ボクたちはみんな大人になれなかったの映画専門家レビュー一覧

ボクたちはみんな大人になれなかった

WEB連載中から話題を集めた燃え殻のデビュー作となる自伝的ベストセラー小説を映画化。バブル崩壊後の1990年代からコロナ禍の2020年まで、時代を彩ったカルチャーを交えつつ、テレビ業界の末端で働き続けた青年の恋と友情を抒情的なタッチで綴る。出演は「劇場版 『アンダードッグ』」二部作の森山未來、「タイトル、拒絶」の伊藤沙莉。阪本順治、犬童一心、林海象らの下で助監督を務めてきた森義仁の映画監督デビュー作。
  • 映画・音楽ジャーナリスト

    宇野維正

    まずは、長篇初監督作とは思えない洗練された作品のルックや編集の巧さに感心させられた。一方で、原作の脚色としてこの方向性は正解だったのだろうか? 痛切な悲恋ストーリーとして普遍性の高いコールガール(SUMIREが好演)とのエピソードは表面をなぞっただけで、大根仁作品にも通じる、自己批判や客観性を欠いた気恥ずかしい90年代サブカル懐古主義的な原作の側面が強調されている。そこにまだ商品価値があると思ったのなら、時流を見誤っていると言わざるを得ない。

  • 映画評論家

    北川れい子

    時系列を小刻みに過去へと戻しつつ、その都度、現在に立ち返るという進行はいささか煩わしい。けれども46歳独身の主人公の個人史のなかに、観ているこちらのノスタルジーと気恥ずかしさを誘う確かなリアリティーがあって、まるで時代の揺りかごに乗っているよう。
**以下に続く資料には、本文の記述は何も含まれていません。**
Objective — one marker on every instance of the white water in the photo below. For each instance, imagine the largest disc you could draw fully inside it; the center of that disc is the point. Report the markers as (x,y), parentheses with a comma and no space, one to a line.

“汚れっちまった悲しみに?今日も小雪の降りかかる”とは、30歳で亡くなった中原中也の詩だが、未熟なまま歳だけとってしまったのは決して〈ボクたち〉だけではない。自嘲でも甘えでもないやるせなさ。俳優陣がみないい。

  • 映画文筆系フリーライター退役映写技師

    千浦僚

    私は原作者燃え殻氏より二歳年下、森山未来演じる佐藤の一歳年上、本作中の時代風俗と気分が記憶にあり体感としてわかる。自分の若き日々、90年代が、完全に時代考証のうえで再現される時代劇と化したことに思わず笑う。だからこそこの映画にかこつけて自分語りはするまい。作中の時代がリアルタイムでなかった人たちが眺めるためのグラフィティだと思った。「糸」「花束みたいな恋をした」路線に加わる佳作だがサブカル的自意識の苦しみと、回顧の叙情は先行二作を超える。